I seem to remember that Canada was once a world leader, but the memory is fading. More and more these days we seem to be a follower.
Take foreign policy, for example, and the current crisis in Palestine. Our objectivity once allowed us to be a peace-maker in the Middle East, winning a Nobel Prize in the process, but now we are such a slave to Israeli and American policy we are irrelevant to making peace in the region. In the not too distant past, we contributed significantly to achievements in international law and security such as the Land Mines Treaty and the International Criminal Court. Now we seem indifferent and uninvolved. Once we were leading peacekeepers, now about the only military action we see is in Afghanistan, faithfully following the American initiative.
We once had some small importance in the effort to achieve international responsibility toward the environment. We signed Kyoto, after all. Now, if we are not pariahs on climate change, we are close to it. At the last round of international meetings on greenhouse gas emissions in Poland, we were singled out for criticism by South Africa. South Africa, for heaven's sake! In an assessment ranking the 57 largest greenhouse gas emitters on their efforts to combat climate change, we came 56th, ahead only of Saudi Arabia. Bereft of initiative, we wait patiently for Barack Obama's lead.
Our efforts on social policy don't seem to be setting the world on fire, either. In a ranking of 25 developed countries on the care and education of young children, we came dead last. Needless to say, Sweden ranked first.

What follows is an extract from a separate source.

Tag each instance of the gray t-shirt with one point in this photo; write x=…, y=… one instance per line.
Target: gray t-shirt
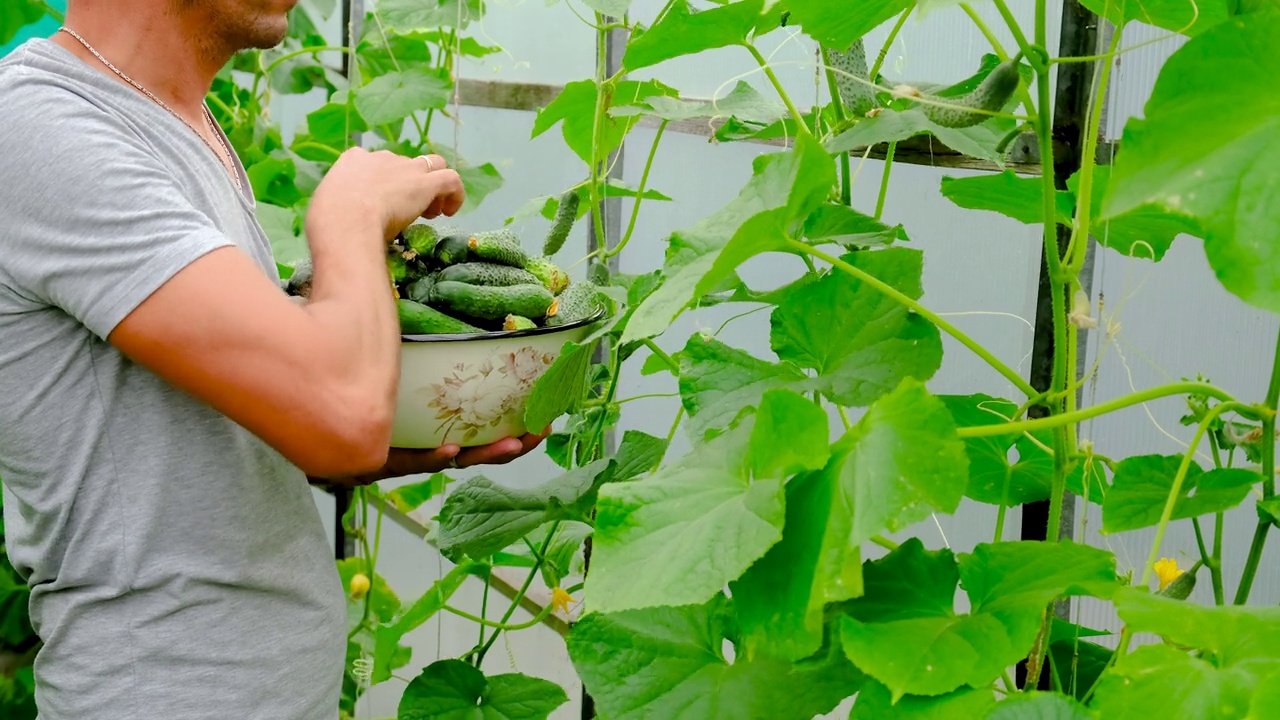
x=179, y=566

Not that the country isn't in rather good shape. It is. Our economy is suffering like everyone else's, but nonetheless it is in much better shape than most (thanks largely to Paul Martin's brilliant eight years as finance minister). Our health care and education systems creak and groan but continue to provide excellent service. So life in good old stable Canada is fine indeed, as usual. Yet . . . when it comes to making a difference in the world we seem to have stalled. We are in something of a dead zone.
It shouldn't be hard to come up with some creative leadership in a world desperately in need of it. The international economy is in a mess. Global warming advances almost without heed. The Middle East succumbs to death and destruction. There's room for a million inspiring ideas here. We just don't seem to be in the mood.